変化がない日もあった。そんな時は、お供えのつもりでなけなしのグミを入れてみた。
すると翌日にはそれが消えていて、代わりに別の何かが入っている――そうしたやり取りが続いていた。

そんな日々が何日か続いたある夜。

引き出しの奥に、見覚えのない金属の塊が転がっていた。
焦げ跡のような傷に、ひしゃげたボルト。
それは見るからに使い物にならない、ジャンクパーツだった。

パーツを見た瞬間、頭の奥で何かが弾けるような衝撃が走った。
それは、ただの既視感じゃない。設計図を描いていた自分の記憶と、目の前の現物がリンクした確信だった。
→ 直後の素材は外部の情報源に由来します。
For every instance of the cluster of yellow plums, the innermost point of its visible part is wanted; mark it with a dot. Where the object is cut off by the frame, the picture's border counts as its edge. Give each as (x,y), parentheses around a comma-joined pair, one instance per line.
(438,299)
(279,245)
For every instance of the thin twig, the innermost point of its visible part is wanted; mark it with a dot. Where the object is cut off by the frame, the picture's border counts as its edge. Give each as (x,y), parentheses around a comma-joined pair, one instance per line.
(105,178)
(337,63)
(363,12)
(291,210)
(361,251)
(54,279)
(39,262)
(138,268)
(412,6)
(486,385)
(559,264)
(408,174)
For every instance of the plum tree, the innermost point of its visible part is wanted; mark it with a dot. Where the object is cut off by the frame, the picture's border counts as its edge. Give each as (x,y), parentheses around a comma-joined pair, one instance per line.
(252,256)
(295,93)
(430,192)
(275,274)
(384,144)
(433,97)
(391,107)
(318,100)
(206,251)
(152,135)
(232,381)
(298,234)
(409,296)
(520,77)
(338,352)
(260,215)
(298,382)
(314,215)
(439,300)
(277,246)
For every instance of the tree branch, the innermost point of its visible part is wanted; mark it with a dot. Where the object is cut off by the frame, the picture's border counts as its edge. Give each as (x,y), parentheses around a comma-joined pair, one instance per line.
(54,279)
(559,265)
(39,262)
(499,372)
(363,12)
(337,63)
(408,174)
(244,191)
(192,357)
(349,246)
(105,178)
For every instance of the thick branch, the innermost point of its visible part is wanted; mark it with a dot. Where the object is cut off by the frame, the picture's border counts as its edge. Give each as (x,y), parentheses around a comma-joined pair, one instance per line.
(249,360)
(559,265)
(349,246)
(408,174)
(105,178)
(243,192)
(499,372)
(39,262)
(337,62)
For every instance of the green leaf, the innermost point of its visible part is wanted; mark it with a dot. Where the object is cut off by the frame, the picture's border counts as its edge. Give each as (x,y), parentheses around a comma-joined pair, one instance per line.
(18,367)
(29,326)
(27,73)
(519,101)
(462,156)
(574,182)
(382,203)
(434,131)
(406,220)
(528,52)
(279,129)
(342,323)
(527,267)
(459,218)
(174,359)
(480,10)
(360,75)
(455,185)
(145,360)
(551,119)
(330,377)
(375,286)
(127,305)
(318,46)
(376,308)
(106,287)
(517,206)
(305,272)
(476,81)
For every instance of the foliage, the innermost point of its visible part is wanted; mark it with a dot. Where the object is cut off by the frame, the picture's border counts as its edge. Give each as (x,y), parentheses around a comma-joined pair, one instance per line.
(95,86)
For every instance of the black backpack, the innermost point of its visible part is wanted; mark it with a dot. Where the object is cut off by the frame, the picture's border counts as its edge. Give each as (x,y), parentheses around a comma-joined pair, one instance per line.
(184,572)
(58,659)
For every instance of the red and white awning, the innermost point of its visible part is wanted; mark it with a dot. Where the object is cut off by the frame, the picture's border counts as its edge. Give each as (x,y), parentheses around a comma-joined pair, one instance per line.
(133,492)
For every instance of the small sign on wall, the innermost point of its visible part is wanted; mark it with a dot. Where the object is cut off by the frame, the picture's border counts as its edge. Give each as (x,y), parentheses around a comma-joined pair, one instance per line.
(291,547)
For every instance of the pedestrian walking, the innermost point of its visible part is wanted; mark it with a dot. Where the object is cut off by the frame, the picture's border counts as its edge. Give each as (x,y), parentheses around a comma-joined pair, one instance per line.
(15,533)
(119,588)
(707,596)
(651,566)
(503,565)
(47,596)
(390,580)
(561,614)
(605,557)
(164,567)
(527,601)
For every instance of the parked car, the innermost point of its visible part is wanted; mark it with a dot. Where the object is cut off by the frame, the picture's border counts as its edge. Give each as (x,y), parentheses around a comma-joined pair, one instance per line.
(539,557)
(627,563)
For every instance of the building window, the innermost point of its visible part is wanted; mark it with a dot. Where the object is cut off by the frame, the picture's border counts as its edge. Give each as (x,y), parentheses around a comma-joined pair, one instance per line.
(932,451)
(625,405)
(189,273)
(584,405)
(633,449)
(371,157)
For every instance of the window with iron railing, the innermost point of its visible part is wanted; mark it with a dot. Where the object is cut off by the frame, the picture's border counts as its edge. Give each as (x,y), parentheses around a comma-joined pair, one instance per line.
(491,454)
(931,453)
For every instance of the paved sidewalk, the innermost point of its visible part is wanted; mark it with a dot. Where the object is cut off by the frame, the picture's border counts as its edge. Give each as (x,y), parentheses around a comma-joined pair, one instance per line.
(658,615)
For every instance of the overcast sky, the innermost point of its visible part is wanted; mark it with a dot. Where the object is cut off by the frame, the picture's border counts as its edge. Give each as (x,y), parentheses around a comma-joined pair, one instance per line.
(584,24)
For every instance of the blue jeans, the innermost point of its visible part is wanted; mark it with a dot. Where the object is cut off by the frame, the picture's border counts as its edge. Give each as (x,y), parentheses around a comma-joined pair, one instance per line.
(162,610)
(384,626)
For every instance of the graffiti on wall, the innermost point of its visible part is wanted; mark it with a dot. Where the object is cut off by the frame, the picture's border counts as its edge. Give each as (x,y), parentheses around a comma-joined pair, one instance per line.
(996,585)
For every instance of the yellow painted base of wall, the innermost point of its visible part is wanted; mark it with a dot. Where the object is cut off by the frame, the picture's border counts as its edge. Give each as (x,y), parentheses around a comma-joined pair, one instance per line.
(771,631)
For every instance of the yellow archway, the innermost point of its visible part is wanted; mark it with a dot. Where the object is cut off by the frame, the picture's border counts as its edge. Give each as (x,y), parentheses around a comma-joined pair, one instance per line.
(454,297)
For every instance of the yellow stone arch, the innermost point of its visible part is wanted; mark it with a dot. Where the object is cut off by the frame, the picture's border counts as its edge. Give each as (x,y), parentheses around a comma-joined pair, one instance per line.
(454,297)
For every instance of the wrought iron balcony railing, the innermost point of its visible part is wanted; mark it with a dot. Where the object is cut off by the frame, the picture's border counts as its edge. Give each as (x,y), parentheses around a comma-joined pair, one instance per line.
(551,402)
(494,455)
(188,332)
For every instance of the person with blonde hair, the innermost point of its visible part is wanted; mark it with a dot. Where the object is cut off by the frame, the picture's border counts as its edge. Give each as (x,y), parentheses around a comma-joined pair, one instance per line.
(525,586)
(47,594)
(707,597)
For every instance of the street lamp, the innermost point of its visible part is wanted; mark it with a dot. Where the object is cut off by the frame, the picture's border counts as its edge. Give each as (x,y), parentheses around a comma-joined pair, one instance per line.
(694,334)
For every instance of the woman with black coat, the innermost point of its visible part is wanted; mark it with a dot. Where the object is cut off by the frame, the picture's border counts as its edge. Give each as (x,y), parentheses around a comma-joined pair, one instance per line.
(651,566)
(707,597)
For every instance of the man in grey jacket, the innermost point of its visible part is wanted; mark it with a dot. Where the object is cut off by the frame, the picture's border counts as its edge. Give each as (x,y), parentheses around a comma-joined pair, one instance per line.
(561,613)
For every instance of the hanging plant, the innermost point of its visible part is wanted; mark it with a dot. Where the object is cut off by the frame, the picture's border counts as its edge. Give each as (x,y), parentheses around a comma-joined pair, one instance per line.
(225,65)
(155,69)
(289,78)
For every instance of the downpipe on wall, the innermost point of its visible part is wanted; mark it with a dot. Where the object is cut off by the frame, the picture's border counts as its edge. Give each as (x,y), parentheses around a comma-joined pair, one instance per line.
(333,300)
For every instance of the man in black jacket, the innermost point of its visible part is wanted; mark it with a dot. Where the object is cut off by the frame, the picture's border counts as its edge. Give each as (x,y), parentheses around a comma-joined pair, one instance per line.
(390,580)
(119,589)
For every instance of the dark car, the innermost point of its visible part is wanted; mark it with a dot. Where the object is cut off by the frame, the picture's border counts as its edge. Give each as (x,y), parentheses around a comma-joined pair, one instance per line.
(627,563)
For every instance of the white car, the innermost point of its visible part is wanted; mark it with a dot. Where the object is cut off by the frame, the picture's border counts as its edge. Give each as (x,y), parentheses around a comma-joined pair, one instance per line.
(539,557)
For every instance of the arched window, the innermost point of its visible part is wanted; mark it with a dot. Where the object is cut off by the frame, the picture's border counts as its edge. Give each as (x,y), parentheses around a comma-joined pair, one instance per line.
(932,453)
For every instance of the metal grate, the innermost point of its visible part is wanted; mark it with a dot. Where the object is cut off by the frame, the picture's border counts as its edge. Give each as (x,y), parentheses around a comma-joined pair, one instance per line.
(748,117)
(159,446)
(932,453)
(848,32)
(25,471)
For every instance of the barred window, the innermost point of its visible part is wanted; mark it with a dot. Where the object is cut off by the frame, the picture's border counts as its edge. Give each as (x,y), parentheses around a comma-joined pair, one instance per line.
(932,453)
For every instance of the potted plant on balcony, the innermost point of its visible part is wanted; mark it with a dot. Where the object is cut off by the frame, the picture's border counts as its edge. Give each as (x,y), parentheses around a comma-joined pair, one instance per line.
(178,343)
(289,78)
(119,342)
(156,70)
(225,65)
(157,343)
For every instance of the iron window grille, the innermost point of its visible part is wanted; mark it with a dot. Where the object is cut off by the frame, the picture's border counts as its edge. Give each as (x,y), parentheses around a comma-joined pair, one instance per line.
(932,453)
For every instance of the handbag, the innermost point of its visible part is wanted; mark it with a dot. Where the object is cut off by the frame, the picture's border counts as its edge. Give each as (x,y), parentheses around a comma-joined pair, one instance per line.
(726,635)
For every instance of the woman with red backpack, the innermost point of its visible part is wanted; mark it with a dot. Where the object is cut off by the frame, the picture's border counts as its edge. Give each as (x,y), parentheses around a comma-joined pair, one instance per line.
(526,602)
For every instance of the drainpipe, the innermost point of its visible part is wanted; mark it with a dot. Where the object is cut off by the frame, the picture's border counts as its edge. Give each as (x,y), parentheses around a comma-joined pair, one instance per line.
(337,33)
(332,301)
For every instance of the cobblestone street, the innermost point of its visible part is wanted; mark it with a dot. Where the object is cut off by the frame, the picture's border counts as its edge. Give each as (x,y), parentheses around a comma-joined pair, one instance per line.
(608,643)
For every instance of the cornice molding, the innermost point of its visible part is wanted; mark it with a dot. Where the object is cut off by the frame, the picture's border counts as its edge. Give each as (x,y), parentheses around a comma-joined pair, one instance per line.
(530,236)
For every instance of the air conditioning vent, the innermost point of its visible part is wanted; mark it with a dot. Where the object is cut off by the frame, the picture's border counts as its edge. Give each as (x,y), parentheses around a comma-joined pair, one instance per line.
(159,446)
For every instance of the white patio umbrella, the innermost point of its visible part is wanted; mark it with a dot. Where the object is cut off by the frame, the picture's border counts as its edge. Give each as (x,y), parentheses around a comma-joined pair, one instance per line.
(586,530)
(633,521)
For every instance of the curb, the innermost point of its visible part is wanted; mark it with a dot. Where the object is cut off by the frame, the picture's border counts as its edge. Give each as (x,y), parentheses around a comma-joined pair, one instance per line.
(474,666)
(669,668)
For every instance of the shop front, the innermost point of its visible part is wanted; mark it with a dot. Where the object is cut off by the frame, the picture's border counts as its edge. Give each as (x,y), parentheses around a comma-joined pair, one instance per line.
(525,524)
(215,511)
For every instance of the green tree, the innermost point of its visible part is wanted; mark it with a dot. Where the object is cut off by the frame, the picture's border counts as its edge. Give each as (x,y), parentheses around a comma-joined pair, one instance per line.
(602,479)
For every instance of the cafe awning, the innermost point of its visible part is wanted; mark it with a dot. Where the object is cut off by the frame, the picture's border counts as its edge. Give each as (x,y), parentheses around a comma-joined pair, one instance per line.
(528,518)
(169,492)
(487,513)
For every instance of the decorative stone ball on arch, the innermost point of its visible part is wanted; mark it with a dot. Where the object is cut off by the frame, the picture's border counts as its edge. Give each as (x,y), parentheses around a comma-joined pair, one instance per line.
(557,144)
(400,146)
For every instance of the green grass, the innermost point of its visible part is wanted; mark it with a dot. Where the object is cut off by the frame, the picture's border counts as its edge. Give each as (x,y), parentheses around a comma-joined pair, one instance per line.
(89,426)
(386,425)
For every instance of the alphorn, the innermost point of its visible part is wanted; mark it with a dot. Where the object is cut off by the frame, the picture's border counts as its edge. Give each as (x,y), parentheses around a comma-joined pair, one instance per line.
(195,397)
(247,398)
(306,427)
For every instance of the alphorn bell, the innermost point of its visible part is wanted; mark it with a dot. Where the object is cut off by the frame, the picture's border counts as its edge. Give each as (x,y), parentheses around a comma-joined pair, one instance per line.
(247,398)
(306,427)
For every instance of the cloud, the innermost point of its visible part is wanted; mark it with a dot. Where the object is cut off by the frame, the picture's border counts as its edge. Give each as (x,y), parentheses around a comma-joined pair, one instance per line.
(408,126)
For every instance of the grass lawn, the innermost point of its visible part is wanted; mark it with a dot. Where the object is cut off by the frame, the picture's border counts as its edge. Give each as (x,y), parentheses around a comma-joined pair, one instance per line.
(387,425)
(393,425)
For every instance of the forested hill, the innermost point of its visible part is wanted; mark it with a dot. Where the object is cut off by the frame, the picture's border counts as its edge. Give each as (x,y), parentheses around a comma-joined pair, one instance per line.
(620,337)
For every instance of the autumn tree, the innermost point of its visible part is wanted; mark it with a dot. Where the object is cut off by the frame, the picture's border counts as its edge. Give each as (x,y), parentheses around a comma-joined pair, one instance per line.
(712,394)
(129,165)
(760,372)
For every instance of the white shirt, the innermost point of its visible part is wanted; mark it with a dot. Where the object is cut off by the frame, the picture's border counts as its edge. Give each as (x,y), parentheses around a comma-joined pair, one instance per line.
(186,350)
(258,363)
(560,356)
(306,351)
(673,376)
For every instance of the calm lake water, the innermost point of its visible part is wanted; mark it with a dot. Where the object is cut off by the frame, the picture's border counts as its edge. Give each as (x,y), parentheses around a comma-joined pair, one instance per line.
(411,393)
「――この構造、まさか……アームユニットの関節部!?」



間違いない。こいつは俺が今まさに設計中だったロボタの腕部パーツの機構に酷似している。
正確には、俺が一度『理論上は実現不可能』だと諦めかけた構造そのものだが。
それが、いとも呆気なく形になっていた。

そして、添えられていた紙切れにはこう書かれていた。

『おやつ泥棒へ。パーツは代金代わりに貰っておく。もうおやつは入れない。今日からコレはジャンクヤードだ』

――いや、誰だよ!!

人をおやつ泥棒扱いする、見知らぬ紙切れの主に思いを馳せながら――尚も俺は興奮を抑えきれなかった。
こんな発想、少なくとも今の俺には到底思いつかない。
なのにそれは今、手元にあった。

「ジャンクヤード……。これがジャンクとは、未来人め……なんて見る目の無いヤツだ」


まるで試されているような気がした。
これこそが、俺が『未来と繋がる引き出し』に出会った意味なのではないかと。

「見てろよ、必ず修理してやる。
 それでもって、俺様の夢――『未来発明』テルミナス・マキナ第一号、今度こそ完成させてやるからな!」


その夜、俺は眠らなかった。

錆びた関節を分解し、寸法を測り、構造を解析し、そして――自分の知識と想像力の全てを詰め込んで再設計を始めた。
たとえ一晩で直る代物じゃないとしても、これはただの修理じゃない。

これは俺の――偉大なる天才発明家、都筑 明日汰の歩む、未来への第一歩なんだ。